Animal-pathway – protect the forest and wildlife by way of the arboreal bridge.
Our mission is the conservation of arboreal wildlife by installing and promoting “Animal-pathway”, which is a road for arboreal wildlife.
Through “Animal-pathway”, we educate and raise awareness about the importance of biodiversity conservation of the forest, which will have a profound effect on our future generations.
What is Animal-pathway ?
“Animal-pathway” is a new phrase created by the Chairman of KEEP (Kiyosato Educational Experiment Project) Association Foundation’s Yamane Museum and the Animal-Pathway Research Society. The Animal-Pathway Research Society was founded by 2 major construction companies, both of whom gathered at the 2004 NGO/NPO round-table conference for The Keidanren Committee of on Nature Conservation and Corporations.
“Animal-pathway” is a coined phrase using both the words ‘animal’ and ‘pathway’. It is literally a path for all animals, but in particular arboreal wild animals. It is a human-made crossover bridge to connect the forests.
In our modern, car-oriented society, roads are necessary for our living. However, they are often built in areas where forests naturally exist and, inconsequentially, the newly created roads divide animal passes. Many creatures are killed or wounded by cars while attempting to cross over rural and urban roads. The NEXCO 3 companies recently reported that the number of road kill is over 40,000 annually. This number is even more alarming considering they manage less than 1% of the roads in Japan.
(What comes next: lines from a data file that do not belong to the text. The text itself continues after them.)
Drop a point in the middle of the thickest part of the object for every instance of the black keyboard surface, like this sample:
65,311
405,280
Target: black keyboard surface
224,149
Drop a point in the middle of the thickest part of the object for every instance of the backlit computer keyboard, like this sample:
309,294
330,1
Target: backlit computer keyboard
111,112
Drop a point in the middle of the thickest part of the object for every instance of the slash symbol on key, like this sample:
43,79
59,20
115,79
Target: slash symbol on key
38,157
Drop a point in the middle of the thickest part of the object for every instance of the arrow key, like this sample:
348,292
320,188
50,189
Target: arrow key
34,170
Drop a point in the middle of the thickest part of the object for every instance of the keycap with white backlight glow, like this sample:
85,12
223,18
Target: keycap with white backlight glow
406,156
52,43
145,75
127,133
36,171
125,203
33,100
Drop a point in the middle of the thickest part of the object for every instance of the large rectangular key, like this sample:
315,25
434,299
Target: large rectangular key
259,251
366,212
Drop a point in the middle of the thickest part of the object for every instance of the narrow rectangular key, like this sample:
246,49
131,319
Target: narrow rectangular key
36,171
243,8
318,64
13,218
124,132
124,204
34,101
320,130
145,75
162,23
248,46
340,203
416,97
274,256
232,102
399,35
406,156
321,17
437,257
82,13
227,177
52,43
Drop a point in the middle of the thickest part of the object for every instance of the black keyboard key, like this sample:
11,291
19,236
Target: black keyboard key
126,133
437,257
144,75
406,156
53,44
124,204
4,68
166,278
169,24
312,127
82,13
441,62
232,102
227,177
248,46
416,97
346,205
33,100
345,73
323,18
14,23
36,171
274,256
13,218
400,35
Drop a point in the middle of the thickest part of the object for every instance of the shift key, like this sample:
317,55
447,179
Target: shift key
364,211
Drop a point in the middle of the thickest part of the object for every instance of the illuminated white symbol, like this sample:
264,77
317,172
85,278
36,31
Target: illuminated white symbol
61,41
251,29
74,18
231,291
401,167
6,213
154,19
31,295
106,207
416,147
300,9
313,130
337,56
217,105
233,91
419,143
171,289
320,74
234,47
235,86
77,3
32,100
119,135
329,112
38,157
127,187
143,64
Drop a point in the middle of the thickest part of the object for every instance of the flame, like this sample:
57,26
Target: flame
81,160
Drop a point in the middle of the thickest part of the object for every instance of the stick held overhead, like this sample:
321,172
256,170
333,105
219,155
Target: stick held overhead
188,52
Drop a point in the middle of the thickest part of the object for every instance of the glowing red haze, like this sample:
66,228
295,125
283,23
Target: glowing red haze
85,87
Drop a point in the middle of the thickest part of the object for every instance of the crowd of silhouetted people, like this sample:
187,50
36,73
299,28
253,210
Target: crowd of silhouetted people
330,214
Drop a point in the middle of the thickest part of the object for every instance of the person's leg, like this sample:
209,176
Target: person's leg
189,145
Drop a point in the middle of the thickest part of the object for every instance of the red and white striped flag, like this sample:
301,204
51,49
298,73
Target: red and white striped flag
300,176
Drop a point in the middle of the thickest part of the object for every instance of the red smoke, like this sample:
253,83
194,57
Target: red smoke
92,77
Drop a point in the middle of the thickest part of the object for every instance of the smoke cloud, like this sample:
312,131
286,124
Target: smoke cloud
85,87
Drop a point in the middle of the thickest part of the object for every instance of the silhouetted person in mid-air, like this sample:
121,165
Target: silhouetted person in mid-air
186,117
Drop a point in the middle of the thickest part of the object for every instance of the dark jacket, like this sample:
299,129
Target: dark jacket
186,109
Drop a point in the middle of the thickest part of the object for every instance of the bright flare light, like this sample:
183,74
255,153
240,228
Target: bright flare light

We cannot imagine how many more creatures are victims of our traffic-oriented society. Human fatalities occur as well, often by accidents with large animals like the Yezo deer. We urge everyone to use caution and be extra aware of animals when using public roads, in order to avoid these disasters.
Loss of Genetic Diversity
Having a different gene in the same species allows for a variety and individuality in forms, patterns, and ecological styles and produces dominant offspring. However, when each forest is divided and isolated, the arboreal animals that move along paths can no longer intersect with species containing different genes. The result is a gradual genetic deterioration and species extinction. By reconnecting the orphaned forests together, life and all its diversity will be connected once again, as well.